Novice photographer Joseph Sina is looking for something with a little more movement to capture.
"Some sort of action--where either it's going for a fish, it's feeding it’s young, it’s doing something," Sina said of why he likes to photograph ospreys.
The ospreys have been back in the state since March nesting, mating and breeding.
Genevieve Nuttall is with the Audubon Society and is part of their "Citizen Science Osprey Program," which includes being on the lookout for birdwatchers to find out what they've seen.
"For every nest that we have mapped, we want someone to watch this nest and report on whether the nest is active and has a pair breeding on it," Nuttall said.
So Sina, who recently retired, has been spending a lot of time volunteering and decided to sign up as a birdwatcher.
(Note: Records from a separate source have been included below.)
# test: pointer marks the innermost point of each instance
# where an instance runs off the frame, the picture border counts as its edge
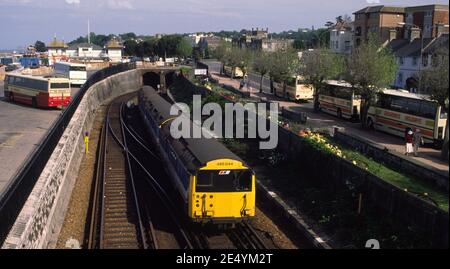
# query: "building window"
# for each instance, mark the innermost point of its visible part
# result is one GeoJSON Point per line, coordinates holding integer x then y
{"type": "Point", "coordinates": [400, 79]}
{"type": "Point", "coordinates": [347, 46]}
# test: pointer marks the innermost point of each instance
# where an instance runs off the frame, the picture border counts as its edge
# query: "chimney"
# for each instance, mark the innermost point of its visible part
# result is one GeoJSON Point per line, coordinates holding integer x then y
{"type": "Point", "coordinates": [441, 29]}
{"type": "Point", "coordinates": [392, 34]}
{"type": "Point", "coordinates": [414, 34]}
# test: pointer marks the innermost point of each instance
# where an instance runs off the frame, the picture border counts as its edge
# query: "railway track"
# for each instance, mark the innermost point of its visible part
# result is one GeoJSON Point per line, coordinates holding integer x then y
{"type": "Point", "coordinates": [132, 204]}
{"type": "Point", "coordinates": [117, 216]}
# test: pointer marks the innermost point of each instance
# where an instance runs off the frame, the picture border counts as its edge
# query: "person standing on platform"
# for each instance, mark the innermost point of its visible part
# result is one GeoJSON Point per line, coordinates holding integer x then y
{"type": "Point", "coordinates": [417, 141]}
{"type": "Point", "coordinates": [409, 142]}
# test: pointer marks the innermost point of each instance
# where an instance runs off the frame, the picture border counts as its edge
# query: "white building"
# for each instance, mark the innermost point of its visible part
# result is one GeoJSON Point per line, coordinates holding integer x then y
{"type": "Point", "coordinates": [114, 51]}
{"type": "Point", "coordinates": [56, 51]}
{"type": "Point", "coordinates": [85, 50]}
{"type": "Point", "coordinates": [341, 37]}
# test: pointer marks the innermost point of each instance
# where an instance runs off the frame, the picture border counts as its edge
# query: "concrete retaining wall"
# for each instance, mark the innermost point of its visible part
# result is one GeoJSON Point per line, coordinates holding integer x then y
{"type": "Point", "coordinates": [394, 160]}
{"type": "Point", "coordinates": [40, 221]}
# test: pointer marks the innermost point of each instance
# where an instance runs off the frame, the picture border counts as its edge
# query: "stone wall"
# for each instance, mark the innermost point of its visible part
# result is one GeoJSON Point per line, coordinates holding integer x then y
{"type": "Point", "coordinates": [394, 160]}
{"type": "Point", "coordinates": [391, 201]}
{"type": "Point", "coordinates": [39, 223]}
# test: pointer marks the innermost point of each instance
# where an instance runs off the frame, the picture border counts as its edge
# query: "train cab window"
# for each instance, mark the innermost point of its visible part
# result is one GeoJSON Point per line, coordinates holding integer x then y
{"type": "Point", "coordinates": [204, 180]}
{"type": "Point", "coordinates": [224, 181]}
{"type": "Point", "coordinates": [60, 86]}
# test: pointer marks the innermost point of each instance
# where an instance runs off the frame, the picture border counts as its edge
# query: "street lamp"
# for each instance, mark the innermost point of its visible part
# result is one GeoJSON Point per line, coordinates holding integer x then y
{"type": "Point", "coordinates": [421, 49]}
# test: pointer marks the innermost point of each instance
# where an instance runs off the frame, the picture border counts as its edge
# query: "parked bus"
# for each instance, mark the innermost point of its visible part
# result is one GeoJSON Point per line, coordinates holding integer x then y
{"type": "Point", "coordinates": [76, 73]}
{"type": "Point", "coordinates": [235, 72]}
{"type": "Point", "coordinates": [339, 99]}
{"type": "Point", "coordinates": [296, 89]}
{"type": "Point", "coordinates": [37, 91]}
{"type": "Point", "coordinates": [396, 110]}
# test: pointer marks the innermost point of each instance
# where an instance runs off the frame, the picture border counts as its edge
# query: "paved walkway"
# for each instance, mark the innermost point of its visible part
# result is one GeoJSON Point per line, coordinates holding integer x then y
{"type": "Point", "coordinates": [427, 155]}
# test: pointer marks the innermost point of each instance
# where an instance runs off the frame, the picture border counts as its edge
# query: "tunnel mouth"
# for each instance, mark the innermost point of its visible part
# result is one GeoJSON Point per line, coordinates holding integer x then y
{"type": "Point", "coordinates": [151, 79]}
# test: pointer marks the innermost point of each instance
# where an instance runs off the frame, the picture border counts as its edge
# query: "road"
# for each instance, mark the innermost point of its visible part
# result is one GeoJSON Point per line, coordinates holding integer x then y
{"type": "Point", "coordinates": [427, 155]}
{"type": "Point", "coordinates": [22, 127]}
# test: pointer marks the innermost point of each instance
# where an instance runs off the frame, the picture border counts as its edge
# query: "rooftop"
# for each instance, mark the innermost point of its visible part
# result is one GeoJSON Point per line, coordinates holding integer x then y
{"type": "Point", "coordinates": [84, 45]}
{"type": "Point", "coordinates": [381, 9]}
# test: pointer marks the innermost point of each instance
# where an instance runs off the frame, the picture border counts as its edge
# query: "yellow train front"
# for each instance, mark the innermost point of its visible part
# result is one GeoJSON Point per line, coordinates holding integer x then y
{"type": "Point", "coordinates": [214, 184]}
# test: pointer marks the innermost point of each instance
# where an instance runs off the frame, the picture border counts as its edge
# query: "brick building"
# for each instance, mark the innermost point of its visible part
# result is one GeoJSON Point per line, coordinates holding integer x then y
{"type": "Point", "coordinates": [430, 19]}
{"type": "Point", "coordinates": [378, 20]}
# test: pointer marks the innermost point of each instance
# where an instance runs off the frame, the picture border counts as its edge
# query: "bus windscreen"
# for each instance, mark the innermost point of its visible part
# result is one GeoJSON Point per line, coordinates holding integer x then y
{"type": "Point", "coordinates": [77, 68]}
{"type": "Point", "coordinates": [60, 86]}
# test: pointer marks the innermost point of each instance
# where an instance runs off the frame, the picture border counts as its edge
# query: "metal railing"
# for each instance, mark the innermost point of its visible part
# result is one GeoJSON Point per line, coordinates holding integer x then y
{"type": "Point", "coordinates": [21, 185]}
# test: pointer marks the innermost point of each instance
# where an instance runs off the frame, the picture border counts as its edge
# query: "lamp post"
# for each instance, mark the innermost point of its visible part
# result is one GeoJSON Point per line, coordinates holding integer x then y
{"type": "Point", "coordinates": [421, 49]}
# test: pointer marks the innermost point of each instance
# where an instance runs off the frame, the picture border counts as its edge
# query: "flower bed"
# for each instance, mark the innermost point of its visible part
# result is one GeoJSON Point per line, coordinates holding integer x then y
{"type": "Point", "coordinates": [408, 184]}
"Usually it entails getting up early, because that's when the birds are most active, and standing there for anywhere from five to 15 minutes and just observing what the bird does," Sina said.
For the stewards of osprey nation, the opportunity to monitor the birds means much more than being able to get a good photograph. For them, it’s a chance to help keep tabs on the population of ospreys in Connecticut, which back in the 70s, was as low as just eight nesting pairs. Now, they’re back up to 500 pairs, and while that may seem like a great comeback, that’s still half of where it should be.
The Citizen Science Osprey Program has 120 stewards watching 300 nests, but there are still approximately 250 more nests to be watched.
According to Nuttall, "The Connecticut River has a lot of osprey nests, it's in pretty good condition. And it's really important to keep monitoring them to make sure that their population actually remains in good condition."